How does cell volume influence the total light absorption efficiency of a mixed population of dinoflagellates with similar cell shapes and pigment compositions?

Abstract

In vivo absorption spectra and spectrally reconstructed absorption spectra from HPLC-determined pigment concentrations were obtained and compared for five different mixtures of two dinoflagellates (large cells, Prorocentrum micans and small cells, Prorocentrum minimum) with similar cell shapes and pigment compositions but significant differences in pigment contents and cell volume. Although the large cells contained 4-fold higher chlorophyll a content than the small cells, the observed intracellular chl a contents per unit cell volume (C_i) increased with decreasing cell volume. Exponentially grown cells with the abovementioned characteristics were prepared for use in mixing experiments with 0, 25, 50, 75, and 100% of P. minimum and vice versa for P. micans.
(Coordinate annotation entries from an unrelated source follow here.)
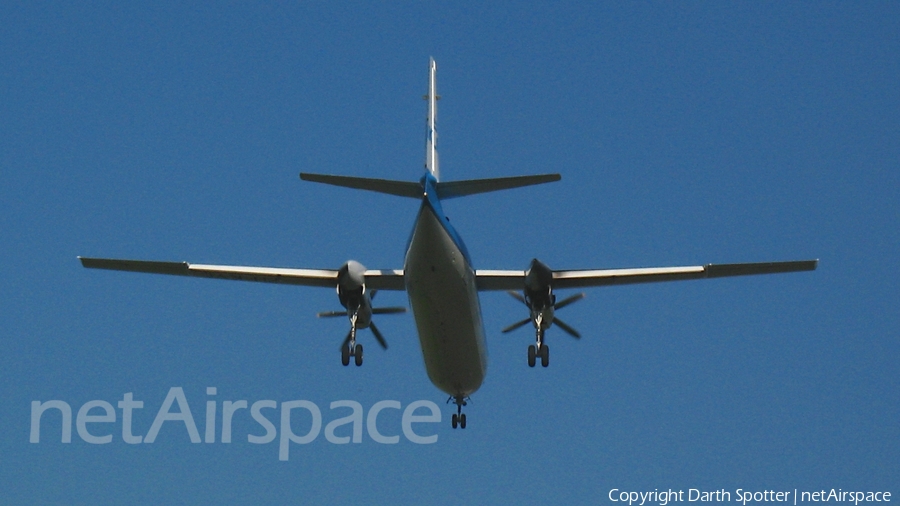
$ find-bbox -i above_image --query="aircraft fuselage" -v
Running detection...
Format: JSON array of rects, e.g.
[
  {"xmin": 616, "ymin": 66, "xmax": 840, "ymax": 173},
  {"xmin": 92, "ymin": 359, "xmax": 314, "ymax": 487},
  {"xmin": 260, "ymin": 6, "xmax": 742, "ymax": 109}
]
[{"xmin": 404, "ymin": 174, "xmax": 487, "ymax": 398}]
The in vivo absorption values determined at nine wavelengths (412, 440, 480, 510, 532, 555, 650, 676, and 700 nm) were significantly associated with the biomass with respect to either cell volume or chl a concentration and were inversely correlated with C_i (p <0.01). The observed package effect [Q*_a (λ)] indicated an overestimation of absorption spectra at all wavelengths by reconstruction. The fractional reduction of pigment absorption due to Q*_a (λ) was wavelength dependent regardless of the mixing ratio of the two populations. The results showed that the product of equivalent spherical diameter and C_i should be considered for quantitative studies of Q*_a (λ) in various chromatic-adapted species in cultures as well as in coastal waters.